The Mishnah (5:10) teaches that if produce grows in a pot, provided that the pot has a hole at the base (atzitz nakuv), it is no different to the produce that grew in the ground – there is a biblical obligation to separate *trumot u’ma’asrot.*If however there is no hole in the base of the pot (atzitz she’eino nakuv), then there is a rabbinic obligation to separate trumot u’ma’asrot

One difficultly arises when trying to separate trumah from produce that grew in an atzitz she’eino nakuv to satisfy the quantity required for separating from produce that grew in atzitz nakuv. The reason is that one cannot separate trumah from produce that is exempt from any tithing (chulin) for produce that requires it. This case would be violating this rule because on a biblical level the atzitz she’eino nakuv is exempt. The Mishnah rules that what is separated is treated as trumah. Nevertheless, because such a separation is invalid, trumah must still be separated for the produce that grew in the atzitz nakuv.1 

The second case brought is where one separates from an atzitz nakuv to satisfy for an atzitz she’eino nakuv as well. One a biblical level, this is similar to case where one tries to separate from produce that is chayav for other produce that is exempt for trumot. Consequently the “trumah” is really tevel as the separation was meaningless on a biblical level. In that case, even though it is given to the kohen, trumat and ma’asrot would need to be separated before the kohen can eat it.2

The Tosfot (Yevamot 89b) bring a debate regarding that which was handed to the kohen in this second case. The Rivan understands that is not trumah at all – it is tevel! The Mishnah refers to it as being trumah simply because it belongs to the kohen. The Ri however understand that it must be treated as being trumah mi’d’rabbanan because on a rabbinic level it nevertheless satisfies the requirement for separating trumah for the atzitz she’eino nakuv (albeit on a rabbinic level).   
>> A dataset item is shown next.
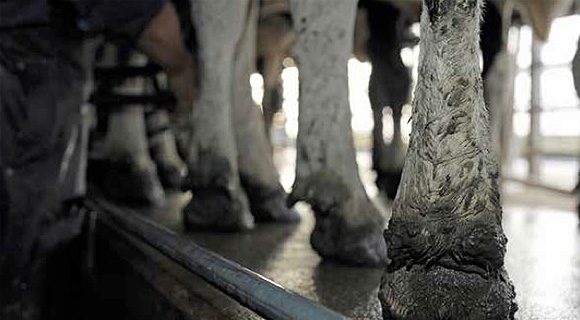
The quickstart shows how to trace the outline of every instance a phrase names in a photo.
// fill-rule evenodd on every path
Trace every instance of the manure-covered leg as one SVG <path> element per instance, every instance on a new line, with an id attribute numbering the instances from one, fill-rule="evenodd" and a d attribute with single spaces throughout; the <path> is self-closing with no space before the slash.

The point made by the Ri leads us into a discussion regarding the status of the atzitz she’eino nakuv for which the trumah was separated. Rashi (Yevamot 89b) explains that since the obligation to separate from it was d’rabbanan (rabbinic) and trumah was separated (from the atzitz nakuv) nothing further is required. This fits with the understanding of the Ri. How would the Rivash then view the remaining produce from the atzitz she’eino nakuv?  
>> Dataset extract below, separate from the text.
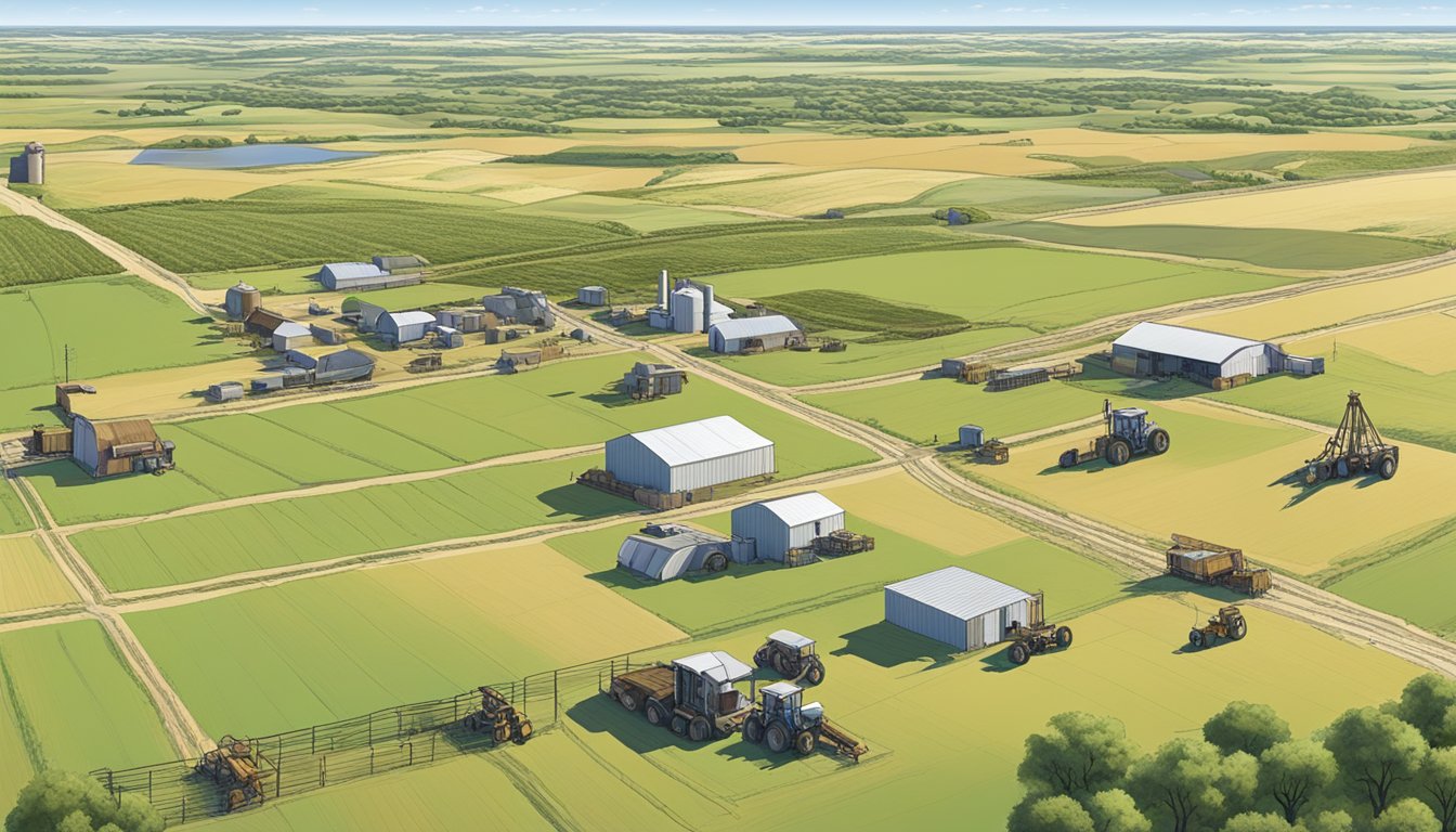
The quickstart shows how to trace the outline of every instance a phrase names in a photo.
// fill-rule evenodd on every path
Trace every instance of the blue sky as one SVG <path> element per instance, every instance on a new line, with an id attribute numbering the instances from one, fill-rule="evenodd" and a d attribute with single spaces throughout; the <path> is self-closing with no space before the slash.
<path id="1" fill-rule="evenodd" d="M 1456 0 L 51 0 L 7 25 L 1453 26 Z"/>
There are two understandings brought by the Meiri(Kidushin 46b) that can possibly be applied to the Rivash.3 The first is that the separation was not effective for the atzitz she’eino nakuv either and trumah would also need to be separated from it.  Nothing was achieved. The second understanding is that even though that which is handed to the kohen is not even trumah mi’d’rabbanan, because the requirement to separate trumah was instituted by the Rabbanan, they did not require any further separation in this case. 
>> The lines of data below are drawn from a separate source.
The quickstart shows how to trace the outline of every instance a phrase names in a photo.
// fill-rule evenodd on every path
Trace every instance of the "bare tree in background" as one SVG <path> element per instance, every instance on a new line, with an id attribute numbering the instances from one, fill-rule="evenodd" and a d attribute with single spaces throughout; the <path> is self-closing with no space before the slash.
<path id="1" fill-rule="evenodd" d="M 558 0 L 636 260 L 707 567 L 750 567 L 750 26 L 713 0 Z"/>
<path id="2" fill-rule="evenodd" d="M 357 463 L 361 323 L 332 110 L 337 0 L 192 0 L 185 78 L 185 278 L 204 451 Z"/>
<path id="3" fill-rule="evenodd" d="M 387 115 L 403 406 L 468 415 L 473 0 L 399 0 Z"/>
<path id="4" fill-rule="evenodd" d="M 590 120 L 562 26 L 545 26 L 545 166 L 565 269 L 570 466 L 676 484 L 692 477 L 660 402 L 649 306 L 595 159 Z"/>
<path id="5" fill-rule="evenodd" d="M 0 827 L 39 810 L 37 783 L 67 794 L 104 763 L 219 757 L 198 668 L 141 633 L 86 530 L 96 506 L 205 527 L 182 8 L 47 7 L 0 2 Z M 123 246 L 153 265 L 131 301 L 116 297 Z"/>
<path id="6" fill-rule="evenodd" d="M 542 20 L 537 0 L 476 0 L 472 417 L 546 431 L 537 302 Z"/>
1 If the original separation is meaningly why then is it treated as trumah? The Bartenura explains that this a gezeira to prevent people for treating trumah lightly. “Now it is trumah; now it is not.” R’ Akiva Eiger asks that there is a simpler reason: the separation was affective for the produce atzitz she’eino nakuv so it should be considered trumah on a rabbinic level. He suggest that since the separation the original separation was with the intent that it would be affect for the atzitz nakuv as well and this fail, that hafrasha is not affective even for the atzitz she’eino nakuv.

2 Whether trumot and ma’asrot are separated from that which is given to the kohen or from some other tevel to satisfy the requirement is a subject of debate. See the commentaries on the Mishnah.

3 This is based on the understanding presented in Yalkut Biurim, Yevamot 89b, footnote 7, Metivta.